BOISE — The University of Idaho’s College of Agricultural and Life Sciences will seek an additional $1.5 million in ongoing state money when the 2014 legislative session begins next month.
If lawmakers approve the request, some of the money would be used to hire an additional potato researcher and a barley agronomist.
CALS lost $5.7 million in ongoing state funding after 2009 due to the recession and is on a five-year program to restore $5 million of that money, said Rich Garber, director of industry and government relations for the college.
He said the reduction in funding had a big impact on CALS, which includes the university’s nine agricultural research and extension stations across the state.
“It had a significant impact,” Garber said. “It impacted our operations and our ability to fill vacant positions.”
The cuts took 22 percent out of CALS’ ongoing budget, said Donn Thill, director of the college’s agricultural research stations.
“They were devastating.
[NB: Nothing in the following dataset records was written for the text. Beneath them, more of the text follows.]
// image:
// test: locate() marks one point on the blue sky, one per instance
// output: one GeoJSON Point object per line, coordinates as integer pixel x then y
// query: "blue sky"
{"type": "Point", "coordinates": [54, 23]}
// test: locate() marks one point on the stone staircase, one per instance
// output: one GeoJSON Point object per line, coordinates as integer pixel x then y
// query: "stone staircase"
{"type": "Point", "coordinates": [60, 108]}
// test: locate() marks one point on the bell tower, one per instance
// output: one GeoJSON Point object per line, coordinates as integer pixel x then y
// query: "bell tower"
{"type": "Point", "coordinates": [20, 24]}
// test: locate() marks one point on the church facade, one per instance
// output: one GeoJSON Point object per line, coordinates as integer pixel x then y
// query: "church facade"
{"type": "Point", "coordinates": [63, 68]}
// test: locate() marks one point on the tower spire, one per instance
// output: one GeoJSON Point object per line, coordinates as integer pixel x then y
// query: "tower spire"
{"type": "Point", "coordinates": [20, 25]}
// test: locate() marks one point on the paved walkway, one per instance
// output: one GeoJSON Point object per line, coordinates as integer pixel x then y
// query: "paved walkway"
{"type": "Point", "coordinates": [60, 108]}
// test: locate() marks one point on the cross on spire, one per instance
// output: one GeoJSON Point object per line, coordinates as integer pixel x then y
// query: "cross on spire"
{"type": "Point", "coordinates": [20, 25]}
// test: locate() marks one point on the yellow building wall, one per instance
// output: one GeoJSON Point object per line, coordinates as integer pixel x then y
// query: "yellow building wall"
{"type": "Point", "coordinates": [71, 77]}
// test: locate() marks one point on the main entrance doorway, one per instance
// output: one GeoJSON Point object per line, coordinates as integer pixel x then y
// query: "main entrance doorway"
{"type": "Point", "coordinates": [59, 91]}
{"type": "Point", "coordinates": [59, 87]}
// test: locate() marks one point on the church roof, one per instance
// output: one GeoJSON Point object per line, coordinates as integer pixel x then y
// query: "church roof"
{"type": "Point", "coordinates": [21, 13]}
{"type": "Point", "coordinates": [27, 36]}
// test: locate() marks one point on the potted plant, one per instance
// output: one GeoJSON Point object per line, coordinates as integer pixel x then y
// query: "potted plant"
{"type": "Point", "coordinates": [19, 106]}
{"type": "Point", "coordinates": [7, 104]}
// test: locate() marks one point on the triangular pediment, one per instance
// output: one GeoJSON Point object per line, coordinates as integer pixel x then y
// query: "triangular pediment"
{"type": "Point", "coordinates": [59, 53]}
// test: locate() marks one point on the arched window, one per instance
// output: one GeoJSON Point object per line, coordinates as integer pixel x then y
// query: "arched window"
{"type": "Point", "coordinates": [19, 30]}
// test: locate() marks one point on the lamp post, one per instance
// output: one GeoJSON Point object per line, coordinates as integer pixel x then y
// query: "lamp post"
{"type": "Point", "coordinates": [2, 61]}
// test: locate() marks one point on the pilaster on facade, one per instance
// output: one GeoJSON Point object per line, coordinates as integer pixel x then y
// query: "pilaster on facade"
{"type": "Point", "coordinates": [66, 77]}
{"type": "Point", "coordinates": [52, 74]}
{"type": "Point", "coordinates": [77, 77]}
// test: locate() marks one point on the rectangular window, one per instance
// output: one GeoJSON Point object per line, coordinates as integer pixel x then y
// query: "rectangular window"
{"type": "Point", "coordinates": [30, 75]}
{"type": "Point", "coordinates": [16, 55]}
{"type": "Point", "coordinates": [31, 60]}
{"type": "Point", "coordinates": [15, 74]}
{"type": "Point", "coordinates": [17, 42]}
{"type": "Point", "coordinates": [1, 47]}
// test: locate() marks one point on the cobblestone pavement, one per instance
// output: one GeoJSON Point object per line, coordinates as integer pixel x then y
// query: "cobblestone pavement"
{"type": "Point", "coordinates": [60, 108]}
I can’t think of another word for it,” he said.
The reduction in funding resulted in deep cuts at all the research stations and put the college in a situation where more than 90 percent of its state allocations were used for salaries and benefits.
“That left very, very little for operational expenses at the research and extension centers,” said Thill, associate dean of research at CALS.
Of the additional $1.5 million in state funding CALS is seeking in 2014, $1.2 million of it would be used for operational expenses.
“There was an awful lot of deferred maintenance at the research and extension centers so there’s a lot of catching up we’re trying to do,” Thill said.
Some of the money would also be used to hire two staff positions to support the potato and barley researchers.
CALS received an additional $1 million from Idaho lawmakers last year and $650,000 of that was used for operational expenses while $350,000 was used for one-time capital outlays, including a new feed truck for the dairy at UI’s Moscow research station.
Getting much of the money that CALS lost after the recession restored has been a major priority for many ag groups, including Idaho Farm Bureau Federation.
“The research stations around the state have been vital to the development of agriculture and the continued improvement of agriculture in the state,” said IFBF spokesman John Thompson.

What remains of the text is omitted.